Barack Obama’s Testimony
Excerpted from the Illinois Senator’s speech to the UCC General Synod on June 23, 2007 at the Hartford Civic Center as part of the denomination’s 50th anniversary celebration.
But I also get the sense that there's a hunger that's deeper than that – a hunger that goes beyond any single cause or issue. It seems to me that each day, thousands of Americans are going about their lives – dropping the kids off at school, driving to work, shopping at the mall, trying to stay on their diets, trying to kick a cigarette habit – and they're coming to the realization that something is missing. They're deciding that their work, their possessions, their diversions, their sheer busyness, is not enough.
They want a sense of purpose, a narrative arc to their lives. They're looking to relieve a chronic loneliness. And so they need an assurance that somebody out there cares about them, is listening to them – that they are not just destined to travel down that long road toward nothingness.
And this restlessness – this search for meaning – is familiar to me. I was not raised in a particularly religious household. My father, who I didn't know, returned to Kenya when I was just two. He was nominally a Muslim since there were a number of Muslims in the village where he was born. But by the time he was a young adult, he was an atheist. My mother, whose parents were non-practicing Baptists and Methodists, was one of the most spiritual souls I ever knew. She had this enormous capacity for wonder, and lived by the Golden Rule.
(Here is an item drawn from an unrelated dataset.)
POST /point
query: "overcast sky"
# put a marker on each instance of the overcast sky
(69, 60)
But she had a healthy skepticism of religion as an institution. And as a consequence, so did I.
It wasn't until after college, when I went to Chicago to work as a community organizer for a group of Christian churches, that I confronted my own spiritual dilemma. In a sense, what brought me to Chicago in the first place was a hunger for some sort of meaning in my life. I wanted to be part of something larger. I'd been inspired by the civil rights movement – by all the clear-eyed, straight-backed, courageous young people who'd boarded buses and traveled down South to march and sit at lunch counters, and lay down their lives in some cases for freedom. I was too young to be involved in that movement, but I felt I could play a small part in the continuing battle for justice by helping rebuild some of Chicago's poorest neighborhoods.
So it's 1985, and I'm in Chicago, and I'm working with these churches, and with lots of laypeople who are much older than I am. And I found that I recognized in these folks a part of myself. I learned that everyone's got a sacred story when you take the time to listen. And I think they recognized a part of themselves in me too. They saw that I knew the Scriptures and that many of the values I held and that propelled me in my work were values they shared. But I think they also sensed that a part of me remained removed and detached – that I was an observer in their midst.
And slowly, I came to realize that something was missing as well – that without an anchor for my beliefs, without a commitment to a particular community of faith, at some level I would always remain apart, and alone.
And it's around this time that some pastors I was working with came up to me and asked if I was a member of a church. "If you're organizing churches," they said, "it might be helpful if you went to church once in a while." And I thought, "Well, I guess that makes sense."
So one Sunday, I put on one of the few clean jackets I had, and went over to Trinity United Church of Christ on 95th Street on the South Side of Chicago. And I heard Reverend Jeremiah A. Wright deliver a sermon called "The Audacity of Hope." And during the course of that sermon, he introduced me to someone named Jesus Christ. I learned that my sins could be redeemed. I learned that those things I was too weak to accomplish myself, He would accomplish with me if I placed my trust in Him. And in time, I came to see faith as more than just a comfort to the weary or a hedge against death, but rather as an active, palpable agent in the world and in my own life.
It was because of these newfound understandings that I was finally able to walk down the aisle of Trinity one day and affirm my Christian faith. It came about as a choice, and not an epiphany.